2024/07/06 10:30
北海道生活
北海道 宿根草の育て方|7月 盛夏は種類による花切りが大事
北海道のバラや宿根草、芝生や樹木、病害虫についてなど季節のお手入れ・管理をプロの皆さんが伝授。ここでは、「宿根草・草花」についてお伝えします。
文・写真:高林 初さん(苫小牧市・観光庭園 イコロの森)
種類による花切りで、秋まで魅力的な庭の演出を
北海道の7月は、色とりどりの宿根草が開花する盛夏ですが、近年は北海道でも高温や不安定な天気に悩まされるようになりました。
今回は、ガーデンが華やかなこの季節に行ないたい作業をお伝えします。
イコロの森では、エキナセアなどの宿根草が開花し、夏らしい花壇になる季節
イコロの森 ドライガーデン、6月下旬。アネモネ ウィルギニアナはやや乾燥気味の環境を好む
●除草は継続。勢力旺盛な宿根草もバランス調整を
この季節も除草作業は続きます。宿根草の中から出てくる背の高い雑草は、引き続き見つけたら随時取り去りましょう。
また、宿根草も勢力旺盛な種類がはっきりと分かるようになってきていると思います。バランスを見ながら適宜取り去りますが、来年の花壇もイメージしながら、ちょうどよい程度に作業するよりも、多めに除去しておくとよいでしょう。
●アリウムなどの球根の処理
アリウムやカマッシアなど、初夏に咲いた球根花の花切りが必要です。アリウムはそのまま植えっぱなしでも問題ありませんが、球根が増えて(分球して)花が混み合っていたり、「花が小さくなった?」と感じたりする場合は、球根を掘り上げて保管し、秋に腐植をたっぷり加えた土壌に新たに植えなおしてもよいでしょう。ポット苗で入手したアリウム(チャイブなど)は、ほかの宿根草と同様の扱いになるので、分球や植え直しの必要はありません。
カマッシアも混み合っているようであれば同様です。
・アリウム‛グローブマスター’の例
花後に茶色くなって残っている球体は、花茎ごと切り去ってください。
アリウム‛グローブマスター’の花後。このようになったら花茎ごと切り去ってよい
花が小さくなっていた球根を掘り上げてみると、分球して球根自体が小さくなっている。保管して秋に植え直すか、新しい球根を購入して追加してもよい
・アリウム’サマービューティ’の例
アリウム’サマービューティ’はポット苗で流通しており、ほかの宿根草と同様で植えっぱなしでよい品種です。
見ごろのアリウム’サマービューティ’。花後も宿根草と同様で植えっぱなしでよい
●宿根草の種類による花切り
宿根草の咲き終わった花は、随時花切りをします。
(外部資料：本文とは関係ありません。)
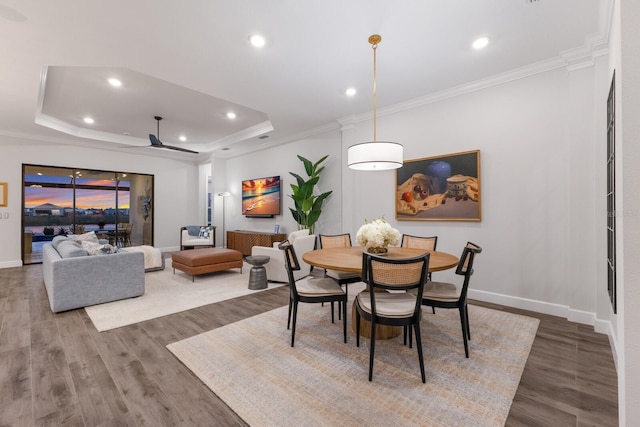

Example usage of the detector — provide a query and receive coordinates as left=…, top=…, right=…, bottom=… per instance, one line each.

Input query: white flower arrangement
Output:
left=356, top=216, right=401, bottom=248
種類によって、繰り返し開花するものや、もう咲かないもの、花後の結実を鑑賞したい種類などがありますので、それぞれの性質や好みに合った方法で行ないます。
①繰り返し開花しやすい種類
例:ケントランツス、スカビオサ、クナウティア、エキナケア、サルビア、ネペタ
咲き終わった花を次の花芽のすぐ上で切ります。見た目をきれいにし、次の開花を促しましょう。花数が多いネペタなどは、刈り込みバサミである程度の高さで刈り込んでもよいです。
サルビアの花切り。次の花芽のすぐ上で切り去る
エキノプス(ルリタマアザミ)も花切りをすることで次々と開花が続く
②今シーズンはもう咲かない種類
例:アルケミ モリス、アキレギア、ベルゲニア、ムラサキセンダイハギ、シレネ、ホスタ、アスチルベなど
花茎を株元から切り去ります。花茎に葉があり、すべて切ってしまうと花壇がさみしくなりそうな場合は、その葉のすぐ上で切り、完全に茶色くなってから株元で切る方法でもよいでしょう。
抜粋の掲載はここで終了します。